Mr. President of the General Assembly,
Ladies and gentlemen,
We in the international community face a constant challenge – to address urgent matters while also keeping our focus on long-term priorities.
This Pledging Conference for UNRWA is about doing both.
The outstanding work of UNRWA has an immediate effect by meeting the urgent humanitarian needs of millions of Palestine refugees in the West Bank, Gaza, Jordan, Lebanon and Syria.
At the same time, this work provides a foundation of hope and dignity – serving as a critical conflict prevention mechanism in a turbulent region and moving our world closer to the promise of the 2030 Agenda for Sustainable Development to leave no one behind.
For decades, UNRWA’s high quality education has set the standard in the region.
Gender parity has been the norm in schools for generations, an extraordinary accomplishment anywhere, let alone in a region that has struggled with this issue.
UNRWA health care has attained near universal immunization.
UNRWA microfinance programs have invested $500 million in small business, with a focus on female-led households, raising Palestinian families out of poverty.
And UNRWA’s food assistance to 1.7 million refugees keeps hunger at bay.
All these efforts have taken place in an environment of chronic economic hardship and conflict.
I am deeply grateful to the governments that have already contributed to UNRWA this year.
Many of you advanced your funding, which provided the breathing space for UNRWA to react to its unexpected financial crisis.
At the extraordinary ministerial conference in Rome and the League of Arab States Summit in Dammam, many more countries stepped up.
Thanks to $200 million in new funding, UNRWA has been able to maintain its vital services.
At the same time, UNRWA has taken extraordinary measures to reduce its expenditures by an additional $92 million.
It has launched the campaign Dignity is Priceless to raise funds from individuals.
It has received funding from the Central Emergency Response Fund, as well as from new mechanisms, such as a partnership with the innovative Education Cannot Wait fund.
It is developing a Trust Fund with the World Bank and the Islamic Development Bank; it developed itself an endowment fund as proposed by the Organization of Islamic Cooperation.
In short, UNRWA has reacted swiftly to the crisis -- seeking all available tools, reaching out to traditional and non-traditional financing.

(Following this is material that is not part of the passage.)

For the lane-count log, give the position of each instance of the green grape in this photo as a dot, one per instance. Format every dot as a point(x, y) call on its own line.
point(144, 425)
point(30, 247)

In time, I believe these efforts will create a sustainable funding base for UNRWA’s future.
But these innovative efforts will not be sufficient to fully close the funding shortfall this year.
We count on you, the Member States of the United Nations, to make up the difference.
At the General Assembly, the international community made a collective commitment to provide assistance to Palestine refugees.
I know too well the pressure you face when demands are great and resources are scarce.
But we cannot afford to allow UNRWA’s vital efforts to falter.
Failure to provide desperately needed resources comes with a price.
More hardship for communities. More desperation for the region. More instability for our world.
We need look no further than Gaza to see people who have suffered for too long and whose existence becomes more precarious by the day.
Last year I travelled there and met with UNRWA students.
They spoke with eloquence and maturity about their situation, their aspirations, and the need for peace.
We must not abandon them.
We must do everything possible to ensure that food continues to arrive, that schools remain open and that people do not lose hope.
Across the region, millions of Palestine refugees are counting on us to relieve their suffering and to help them to build a better future.
They are counting on us for action now.
I urge all of you to join together to close UNRWA’s funding gap.
It is a wise investment for today and for the future.